Be who you are and say what you mean, those who mind don't matter and those who matter don't mind

Monday, November 06, 2006

"These violent delights have violent ends . . ."

Marek bought us tickets to see the ballet of Romeo and Juliet last night as an early birthday present. (All together now... 'aaaawwwww') It was fab!

I don't think I've been to a ballet since a Christmas viewing of the nutcracker when I was a girl with pigtails, but I enjoyed every minute.

The costumes were beautiful, the dancing was amazing, the music was stirring and we got two intervals for people watching (which was almost as exciting as the ballet itself - big groups of school girls trying to impress the boys in big boots and short skirts, older ladies dressed up to the nines, business men out for the night with their wives, young couples holding hands... it was fun).

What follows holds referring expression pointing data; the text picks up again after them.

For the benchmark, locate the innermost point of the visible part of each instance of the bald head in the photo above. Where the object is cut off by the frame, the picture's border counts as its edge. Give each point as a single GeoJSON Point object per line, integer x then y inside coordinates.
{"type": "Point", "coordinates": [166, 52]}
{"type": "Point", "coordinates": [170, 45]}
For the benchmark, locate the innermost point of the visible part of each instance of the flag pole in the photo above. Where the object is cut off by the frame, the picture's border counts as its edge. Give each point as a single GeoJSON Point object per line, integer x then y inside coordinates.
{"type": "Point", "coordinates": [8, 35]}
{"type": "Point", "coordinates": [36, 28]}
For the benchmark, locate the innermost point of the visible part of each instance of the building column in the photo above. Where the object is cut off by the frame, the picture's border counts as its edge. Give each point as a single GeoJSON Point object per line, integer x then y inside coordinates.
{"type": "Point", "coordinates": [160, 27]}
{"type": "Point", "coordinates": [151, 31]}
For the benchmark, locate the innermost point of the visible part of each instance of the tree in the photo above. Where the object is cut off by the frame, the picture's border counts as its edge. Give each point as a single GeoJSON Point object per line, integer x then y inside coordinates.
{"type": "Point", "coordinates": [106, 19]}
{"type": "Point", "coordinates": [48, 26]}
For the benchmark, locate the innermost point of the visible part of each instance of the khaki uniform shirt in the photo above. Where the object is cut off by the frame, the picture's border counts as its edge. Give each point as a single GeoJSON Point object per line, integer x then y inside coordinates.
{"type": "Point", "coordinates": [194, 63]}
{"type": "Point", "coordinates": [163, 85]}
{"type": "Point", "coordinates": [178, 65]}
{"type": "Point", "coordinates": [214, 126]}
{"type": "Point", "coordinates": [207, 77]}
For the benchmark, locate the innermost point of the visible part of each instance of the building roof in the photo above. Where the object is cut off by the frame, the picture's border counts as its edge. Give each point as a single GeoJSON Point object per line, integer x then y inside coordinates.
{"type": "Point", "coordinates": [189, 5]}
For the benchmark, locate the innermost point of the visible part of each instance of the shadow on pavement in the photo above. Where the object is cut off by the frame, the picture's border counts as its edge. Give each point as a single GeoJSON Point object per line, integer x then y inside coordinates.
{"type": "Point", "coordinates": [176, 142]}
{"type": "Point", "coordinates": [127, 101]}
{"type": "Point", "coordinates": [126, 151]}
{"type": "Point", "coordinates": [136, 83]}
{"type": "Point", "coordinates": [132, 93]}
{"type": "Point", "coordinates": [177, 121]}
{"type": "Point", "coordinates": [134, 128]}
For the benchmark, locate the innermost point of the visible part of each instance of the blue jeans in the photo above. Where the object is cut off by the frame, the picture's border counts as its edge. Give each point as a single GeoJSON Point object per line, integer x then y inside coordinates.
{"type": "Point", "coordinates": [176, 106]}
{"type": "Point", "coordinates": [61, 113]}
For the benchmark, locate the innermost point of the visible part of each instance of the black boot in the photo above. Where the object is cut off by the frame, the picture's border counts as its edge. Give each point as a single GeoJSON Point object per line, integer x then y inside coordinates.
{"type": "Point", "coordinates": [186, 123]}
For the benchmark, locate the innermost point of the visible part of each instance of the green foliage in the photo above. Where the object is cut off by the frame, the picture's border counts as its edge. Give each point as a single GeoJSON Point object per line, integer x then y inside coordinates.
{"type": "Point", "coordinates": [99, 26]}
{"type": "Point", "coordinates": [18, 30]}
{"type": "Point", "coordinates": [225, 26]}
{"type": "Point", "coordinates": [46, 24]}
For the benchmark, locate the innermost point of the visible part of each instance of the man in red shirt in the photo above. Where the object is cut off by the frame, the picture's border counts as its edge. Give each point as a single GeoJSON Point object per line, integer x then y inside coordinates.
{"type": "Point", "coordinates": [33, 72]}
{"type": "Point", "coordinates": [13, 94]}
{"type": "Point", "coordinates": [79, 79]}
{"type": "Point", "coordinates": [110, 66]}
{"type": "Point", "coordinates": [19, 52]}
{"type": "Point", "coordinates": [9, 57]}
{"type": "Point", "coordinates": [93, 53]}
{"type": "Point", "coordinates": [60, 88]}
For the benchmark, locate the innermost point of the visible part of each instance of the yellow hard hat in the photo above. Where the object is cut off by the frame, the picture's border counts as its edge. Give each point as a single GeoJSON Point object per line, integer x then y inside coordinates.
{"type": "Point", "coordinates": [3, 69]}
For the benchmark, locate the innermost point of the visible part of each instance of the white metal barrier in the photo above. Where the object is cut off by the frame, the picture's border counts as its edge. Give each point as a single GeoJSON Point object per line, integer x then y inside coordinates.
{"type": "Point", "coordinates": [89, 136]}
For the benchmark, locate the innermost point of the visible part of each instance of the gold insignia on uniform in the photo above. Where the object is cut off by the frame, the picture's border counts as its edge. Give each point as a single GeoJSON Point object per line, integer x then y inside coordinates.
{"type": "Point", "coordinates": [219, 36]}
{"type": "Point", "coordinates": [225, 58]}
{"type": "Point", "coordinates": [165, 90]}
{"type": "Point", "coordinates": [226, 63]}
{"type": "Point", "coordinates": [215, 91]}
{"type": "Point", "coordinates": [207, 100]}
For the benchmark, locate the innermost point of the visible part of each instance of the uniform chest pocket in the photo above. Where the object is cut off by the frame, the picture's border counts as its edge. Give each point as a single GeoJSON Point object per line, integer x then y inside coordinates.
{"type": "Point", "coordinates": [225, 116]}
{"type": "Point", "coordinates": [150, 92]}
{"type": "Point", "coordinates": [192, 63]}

I could never have been a ballet dancer (you have to be a chain-smoking tiny light thing with birdlike bones and bags of bitchiness according to a choreographer I once knew) but when the girls were twirling around with their skirts billowing around them, doing dainty turns and stepping about on their toes, I almost felt I was up there with them.

Everyone knows the story of course, and when the lovers died I felt more annoyed than sad (stupid boy, if you'd just waited five more minutes...) but it was all secondary to the visual effect of the music, dancing, costumes, set, lighting all together.

My favourite character wasn't Romeo (men in tights is one thing but men in suspiciously see-through white tights with enormous codpieces is just a little scary); it wasn't Juliet (yes yes love, you're lovely, and you love him and you have a lovely glittery white dress, and oh yes your life is hard. I imagine I'd have to pirouhette all over the place too if I were you); it was Mercutio, whose camp taking-the-piss-while-dancing-actually-quite-beautifully and tragic (long drawn out extravagent) death scene were the most entertaining and heartfelt bits of ballet the whole evening.

It was even better than the Russian-with-Polish-subtitles opera.